For those of you who wish to delve deeper, group health is compared to workers’ compensation experience in the following state studies:
  • Alabama—Emergency Department visits (CPT Code 99283)
  • Florida—Carpal tunnel surgery (CPT Code 64721)
  • Georgia—Burn treatment (CPT Code 16020)
  • Kentucky—Established office visit (CPT Code 99213)
  • Maryland—Therapeutic exercise (CPT Code 97110)
  • Oregon—Shoulder X-ray (CPT Code 73030)
The NCCI notes that with the advent of more complex billing methods, such as Medicare’s Ambulatory Payment Classifications and Diagnosis-Related Groups, the task of building and maintaining workers’ compensation medical fee schedules is becoming more challenging. “These billing schemes and other reforms, such as treatment protocols, are meant to address utilization of services as well as prices. To meet the challenges these pose to monitoring, estimating and ultimately controlling workers’ compensation medical costs, it is important to make optimal use of information that reflects the entire medical marketplace," NCCI researchers conclude.

Friday, April 1, 2011

Many American Workers Are Discontented

The Gallup-Healthways Well-Being Index® is the first-ever daily assessment of U.S. residents' health and well-being. By interviewing at least 1,000 U.S. adults every day, the Well-Being Index provides real-time measurement and insights needed to improve health, increase productivity and lower health care costs, according to the sponsors.
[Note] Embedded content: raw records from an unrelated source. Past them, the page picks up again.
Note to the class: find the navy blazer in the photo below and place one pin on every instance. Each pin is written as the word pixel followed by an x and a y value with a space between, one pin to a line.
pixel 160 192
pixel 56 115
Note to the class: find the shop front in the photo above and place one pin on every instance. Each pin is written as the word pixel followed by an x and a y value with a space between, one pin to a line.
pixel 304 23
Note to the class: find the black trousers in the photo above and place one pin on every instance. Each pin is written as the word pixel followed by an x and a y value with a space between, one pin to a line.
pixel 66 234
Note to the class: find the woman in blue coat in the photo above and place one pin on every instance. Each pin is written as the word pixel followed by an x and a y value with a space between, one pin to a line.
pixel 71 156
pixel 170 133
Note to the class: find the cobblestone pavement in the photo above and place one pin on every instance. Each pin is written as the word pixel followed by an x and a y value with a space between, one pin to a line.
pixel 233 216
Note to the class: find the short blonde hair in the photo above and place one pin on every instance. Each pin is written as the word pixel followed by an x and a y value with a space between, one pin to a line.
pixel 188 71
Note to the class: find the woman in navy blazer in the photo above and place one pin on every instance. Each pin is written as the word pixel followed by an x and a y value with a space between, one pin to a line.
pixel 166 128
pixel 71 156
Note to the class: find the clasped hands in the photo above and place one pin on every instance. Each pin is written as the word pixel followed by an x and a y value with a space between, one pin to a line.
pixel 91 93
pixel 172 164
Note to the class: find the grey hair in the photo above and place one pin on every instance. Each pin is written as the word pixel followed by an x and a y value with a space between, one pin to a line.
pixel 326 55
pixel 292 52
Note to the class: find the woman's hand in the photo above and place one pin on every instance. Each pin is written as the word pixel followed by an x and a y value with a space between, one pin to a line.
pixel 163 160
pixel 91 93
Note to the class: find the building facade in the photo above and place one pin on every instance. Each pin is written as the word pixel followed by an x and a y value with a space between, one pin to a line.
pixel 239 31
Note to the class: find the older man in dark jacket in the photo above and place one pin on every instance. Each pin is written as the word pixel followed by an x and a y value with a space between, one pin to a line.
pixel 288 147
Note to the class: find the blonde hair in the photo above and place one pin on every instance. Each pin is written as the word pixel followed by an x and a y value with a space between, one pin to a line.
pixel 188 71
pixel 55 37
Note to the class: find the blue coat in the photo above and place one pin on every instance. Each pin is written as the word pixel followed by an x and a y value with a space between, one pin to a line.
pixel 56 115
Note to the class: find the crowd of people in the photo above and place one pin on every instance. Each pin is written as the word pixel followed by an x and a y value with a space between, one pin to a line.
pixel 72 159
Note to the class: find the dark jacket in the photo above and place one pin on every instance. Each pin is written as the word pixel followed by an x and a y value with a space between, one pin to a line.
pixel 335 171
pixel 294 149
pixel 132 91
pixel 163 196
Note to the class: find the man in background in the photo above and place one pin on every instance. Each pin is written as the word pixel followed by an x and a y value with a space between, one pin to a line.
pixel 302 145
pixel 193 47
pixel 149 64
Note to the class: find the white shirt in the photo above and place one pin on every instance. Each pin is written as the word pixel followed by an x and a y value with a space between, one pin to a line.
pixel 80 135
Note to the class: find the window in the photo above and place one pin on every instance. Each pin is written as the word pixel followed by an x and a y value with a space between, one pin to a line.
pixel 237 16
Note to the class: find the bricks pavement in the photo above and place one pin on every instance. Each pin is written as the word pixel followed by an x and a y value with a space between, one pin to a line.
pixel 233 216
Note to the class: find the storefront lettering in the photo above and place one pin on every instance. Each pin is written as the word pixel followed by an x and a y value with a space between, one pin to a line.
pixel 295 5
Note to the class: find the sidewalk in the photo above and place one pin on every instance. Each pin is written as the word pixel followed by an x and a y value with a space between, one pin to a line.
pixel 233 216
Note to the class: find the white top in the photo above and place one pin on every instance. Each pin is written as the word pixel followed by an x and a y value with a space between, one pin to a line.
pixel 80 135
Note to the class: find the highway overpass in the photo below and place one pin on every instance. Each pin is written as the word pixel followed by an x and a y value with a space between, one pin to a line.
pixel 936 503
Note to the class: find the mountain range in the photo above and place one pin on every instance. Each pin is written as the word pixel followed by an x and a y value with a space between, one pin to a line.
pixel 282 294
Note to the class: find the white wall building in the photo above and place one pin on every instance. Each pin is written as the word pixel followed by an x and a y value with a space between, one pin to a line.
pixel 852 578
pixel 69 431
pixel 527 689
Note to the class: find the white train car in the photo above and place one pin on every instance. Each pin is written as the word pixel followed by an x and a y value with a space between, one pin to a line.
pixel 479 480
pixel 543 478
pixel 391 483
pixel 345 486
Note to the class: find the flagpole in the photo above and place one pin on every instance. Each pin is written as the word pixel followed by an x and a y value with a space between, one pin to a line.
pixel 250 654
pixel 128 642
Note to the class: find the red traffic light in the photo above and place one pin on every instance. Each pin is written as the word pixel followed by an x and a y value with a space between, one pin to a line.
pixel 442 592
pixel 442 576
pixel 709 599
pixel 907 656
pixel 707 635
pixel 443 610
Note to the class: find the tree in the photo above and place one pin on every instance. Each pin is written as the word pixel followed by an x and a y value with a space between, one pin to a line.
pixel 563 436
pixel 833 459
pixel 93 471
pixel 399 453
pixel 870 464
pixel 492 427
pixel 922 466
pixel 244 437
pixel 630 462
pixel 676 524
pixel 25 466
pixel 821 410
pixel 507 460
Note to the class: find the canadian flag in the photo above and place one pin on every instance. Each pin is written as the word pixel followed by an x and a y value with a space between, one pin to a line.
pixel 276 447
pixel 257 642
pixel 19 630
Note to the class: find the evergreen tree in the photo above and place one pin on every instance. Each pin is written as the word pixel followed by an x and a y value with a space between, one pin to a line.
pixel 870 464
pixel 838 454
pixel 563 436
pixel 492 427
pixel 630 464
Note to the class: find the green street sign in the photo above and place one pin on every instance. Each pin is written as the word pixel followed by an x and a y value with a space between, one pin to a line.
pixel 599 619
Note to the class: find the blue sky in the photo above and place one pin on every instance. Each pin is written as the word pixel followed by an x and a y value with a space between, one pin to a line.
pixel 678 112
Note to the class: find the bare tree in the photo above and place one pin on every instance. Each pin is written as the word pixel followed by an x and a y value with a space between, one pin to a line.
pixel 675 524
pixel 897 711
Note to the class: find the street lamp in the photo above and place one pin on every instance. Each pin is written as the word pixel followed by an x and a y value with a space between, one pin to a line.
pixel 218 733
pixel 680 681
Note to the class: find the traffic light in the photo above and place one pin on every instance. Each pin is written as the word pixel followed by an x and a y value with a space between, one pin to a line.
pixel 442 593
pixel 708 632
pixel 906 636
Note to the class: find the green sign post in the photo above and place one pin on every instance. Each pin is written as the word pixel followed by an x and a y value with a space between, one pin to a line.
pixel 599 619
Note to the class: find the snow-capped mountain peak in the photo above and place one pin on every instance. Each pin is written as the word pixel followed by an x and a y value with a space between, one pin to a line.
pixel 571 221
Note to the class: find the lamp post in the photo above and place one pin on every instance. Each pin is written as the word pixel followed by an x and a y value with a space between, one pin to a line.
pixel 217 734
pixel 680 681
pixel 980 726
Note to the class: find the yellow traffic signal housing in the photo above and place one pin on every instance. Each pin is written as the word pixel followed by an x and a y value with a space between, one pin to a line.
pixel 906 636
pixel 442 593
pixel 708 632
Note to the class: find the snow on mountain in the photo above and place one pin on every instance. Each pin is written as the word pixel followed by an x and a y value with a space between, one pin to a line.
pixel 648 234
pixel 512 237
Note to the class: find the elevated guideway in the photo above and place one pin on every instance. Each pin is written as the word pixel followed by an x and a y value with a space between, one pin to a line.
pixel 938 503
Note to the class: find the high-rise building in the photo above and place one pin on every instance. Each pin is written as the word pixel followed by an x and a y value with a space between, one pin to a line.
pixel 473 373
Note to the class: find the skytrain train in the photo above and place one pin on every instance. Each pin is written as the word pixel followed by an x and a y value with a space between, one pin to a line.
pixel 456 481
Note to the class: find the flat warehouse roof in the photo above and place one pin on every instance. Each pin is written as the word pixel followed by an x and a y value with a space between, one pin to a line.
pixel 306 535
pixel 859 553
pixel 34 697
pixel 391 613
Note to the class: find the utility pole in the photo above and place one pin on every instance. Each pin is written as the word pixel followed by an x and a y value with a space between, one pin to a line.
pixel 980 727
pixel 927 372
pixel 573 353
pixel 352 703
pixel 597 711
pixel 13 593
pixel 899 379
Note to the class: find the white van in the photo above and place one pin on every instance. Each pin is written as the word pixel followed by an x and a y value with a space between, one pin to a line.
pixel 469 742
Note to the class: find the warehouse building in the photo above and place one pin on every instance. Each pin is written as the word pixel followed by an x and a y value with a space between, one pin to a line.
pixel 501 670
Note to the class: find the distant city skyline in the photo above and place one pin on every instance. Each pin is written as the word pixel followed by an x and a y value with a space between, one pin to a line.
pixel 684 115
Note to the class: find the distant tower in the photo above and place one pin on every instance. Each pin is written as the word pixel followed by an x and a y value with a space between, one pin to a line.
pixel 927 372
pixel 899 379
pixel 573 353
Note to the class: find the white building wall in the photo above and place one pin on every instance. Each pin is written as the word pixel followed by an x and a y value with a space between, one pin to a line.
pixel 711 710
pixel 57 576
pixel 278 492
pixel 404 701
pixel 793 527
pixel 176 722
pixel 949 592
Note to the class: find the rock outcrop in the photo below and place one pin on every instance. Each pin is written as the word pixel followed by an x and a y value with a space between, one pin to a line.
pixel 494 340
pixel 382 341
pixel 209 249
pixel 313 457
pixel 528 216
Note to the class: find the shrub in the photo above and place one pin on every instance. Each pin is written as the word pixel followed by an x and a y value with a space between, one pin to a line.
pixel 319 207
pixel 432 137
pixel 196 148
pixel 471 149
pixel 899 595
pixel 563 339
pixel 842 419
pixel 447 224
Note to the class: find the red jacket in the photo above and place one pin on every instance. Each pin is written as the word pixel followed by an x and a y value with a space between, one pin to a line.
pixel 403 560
Now the collective 2010 data is in, and it doesn’t bode well for the workforce. 


Newly released city, state and congressional district rankings show the
the Work Environment Index, as a subset of the Well-Being Index, fell to a low of 48.2 out of a possible 100 last year. This continues an annual downward trend that indicates increasing discontent with the U.S. work environment, declining job satisfaction and a lack of trust in employee/supervisor relations, researchers said.

The Work Environment Index measures Americans' perceptions in four categories:
  • Job satisfaction 
  • Ability to use one's strengths at work
  • Supervisor's treatment (a boss or a partner?) 
  • Supervisor creates an open and trusting work environment
Among the findings, unionized federal, state and local government workers, as well as unionized private-sector workers, have a lower Work Environment Index score than their counterparts who are not in a union. Workers who are unionized are more likely to consider their supervisor to be a boss rather than a partner, and less likely to say their supervisor creates a trusting and open work environment.

In addition, Gallup-Healthways reports that American workers who are emotionally disconnected from their work and workplace (known as "actively disengaged" workers) rate their lives more poorly than do those who are unemployed: 42% of actively disengaged workers are thriving in their lives, compared to 48% of the unemployed. At the other end of the spectrum are "engaged" employees who are involved in and enthusiastic about their work, 71% of whom are thriving.

Incidentally, other widely publicized studies have shown that one of the leading causes of absence and disability following a work-related injury is the lack of a supportive supervisor.